Papa Legba's picture

"We're terrible animals. I think that the Earth's immune system is trying to get rid of us, as well it should."

- Vonnegut

Papa Legba's picture

"We're terrible animals. I think that the Earth's immune system is trying to get rid of us, as well it should."

- Vonnegut

velobabe's picture

everybody, we are only every body.

geopol has it it right, he consolidates quite well.

No More Bubbles's picture

Well covered and well said!

HEHEHE's picture

"matter of fact when even a medium size soveign goes under it will be over."

Roubini posits that Spain will be the one to crash the system.  Too big to bail, too large a piece of EU to not take it down with it.

Edmon Plume's picture

Spain?  No, not possible for them to go down.  They have "invested" so much in wind power and other green energy products.  It's a regular utopia, and we all know utopias don't fail.


Selah's picture

Whoa ho ho!

I know where I'm moving!!!

Bullfights and Sangria Bitches!!!


Ripped Chunk's picture

As you said. It will be Spain that triggers the final blow.
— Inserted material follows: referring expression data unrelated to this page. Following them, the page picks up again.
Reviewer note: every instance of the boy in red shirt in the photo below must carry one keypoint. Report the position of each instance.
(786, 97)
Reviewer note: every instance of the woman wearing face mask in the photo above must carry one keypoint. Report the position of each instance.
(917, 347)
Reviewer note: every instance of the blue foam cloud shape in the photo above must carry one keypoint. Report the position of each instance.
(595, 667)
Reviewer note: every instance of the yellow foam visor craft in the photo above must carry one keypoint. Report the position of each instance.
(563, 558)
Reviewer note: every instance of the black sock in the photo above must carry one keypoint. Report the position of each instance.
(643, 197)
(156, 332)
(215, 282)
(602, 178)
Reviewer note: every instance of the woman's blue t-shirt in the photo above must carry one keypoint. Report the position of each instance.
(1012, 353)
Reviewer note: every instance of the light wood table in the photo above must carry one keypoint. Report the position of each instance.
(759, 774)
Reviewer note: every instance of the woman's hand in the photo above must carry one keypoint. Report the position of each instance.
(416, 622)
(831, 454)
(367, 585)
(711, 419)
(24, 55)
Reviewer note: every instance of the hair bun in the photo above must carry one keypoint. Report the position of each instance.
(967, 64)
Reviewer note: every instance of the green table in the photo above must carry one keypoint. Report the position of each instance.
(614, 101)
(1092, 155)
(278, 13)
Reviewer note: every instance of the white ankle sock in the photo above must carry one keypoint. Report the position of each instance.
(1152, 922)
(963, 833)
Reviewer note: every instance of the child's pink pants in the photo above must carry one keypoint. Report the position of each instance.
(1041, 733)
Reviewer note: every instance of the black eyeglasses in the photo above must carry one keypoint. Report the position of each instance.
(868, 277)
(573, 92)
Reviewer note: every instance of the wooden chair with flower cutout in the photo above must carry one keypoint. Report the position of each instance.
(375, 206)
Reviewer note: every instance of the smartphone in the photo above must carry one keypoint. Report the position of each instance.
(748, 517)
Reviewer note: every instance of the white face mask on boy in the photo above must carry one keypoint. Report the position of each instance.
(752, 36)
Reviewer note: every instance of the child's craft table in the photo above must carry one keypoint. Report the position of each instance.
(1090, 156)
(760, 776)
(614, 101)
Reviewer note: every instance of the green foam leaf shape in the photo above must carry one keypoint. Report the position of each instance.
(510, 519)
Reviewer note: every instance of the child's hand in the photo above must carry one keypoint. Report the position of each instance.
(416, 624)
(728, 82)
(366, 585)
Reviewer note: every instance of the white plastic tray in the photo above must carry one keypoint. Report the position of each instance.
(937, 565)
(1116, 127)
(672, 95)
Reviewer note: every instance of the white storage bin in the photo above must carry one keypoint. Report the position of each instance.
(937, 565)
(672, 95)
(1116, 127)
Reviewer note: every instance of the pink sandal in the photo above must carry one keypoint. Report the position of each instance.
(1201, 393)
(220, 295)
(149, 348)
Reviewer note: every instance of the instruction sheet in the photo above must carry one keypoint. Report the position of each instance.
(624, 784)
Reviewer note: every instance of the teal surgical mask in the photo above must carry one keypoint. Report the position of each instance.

Then the gold bitches better stay low and out of sight.

crosey's picture

Mako, I am sincerely interested in your choice of a system that would work, if it's not compound interest.  Simple interest?  Cash and zero leverage?

Please respond.  Thanks.

anony's picture

There are no systems that can withstand the essential larceny in the hearts and minds of nearly every man, woman and child.

The imperfection of the human construct will sabotage any system.

And as long as the vote exists, wherein one man can simply vote to himself that which she will not or can not earn, there is only one predestined outcome.

Epic Fail.



crosey's picture

And as long as the vote exists, wherein one man can simply vote to himself that which she will not or can not earn, there is only one predestined outcome.

de Tocqueville would agree with you, with respect to democracy.

Waterfallsparkles's picture

There used to be a Poll Tax.  Anyone that did not own Property had to pay a Tax to Vote.  This at least used to protect Property Owners from people that did not pay Property Taxes from Voting for benifits for themselves without paying either Property Tax or a Poll Tax.

I am all for Voting rights but if you do not pay Taxes or are on Government Welfare you should not have a say in how the Money of the People who do pay Taxes is spent.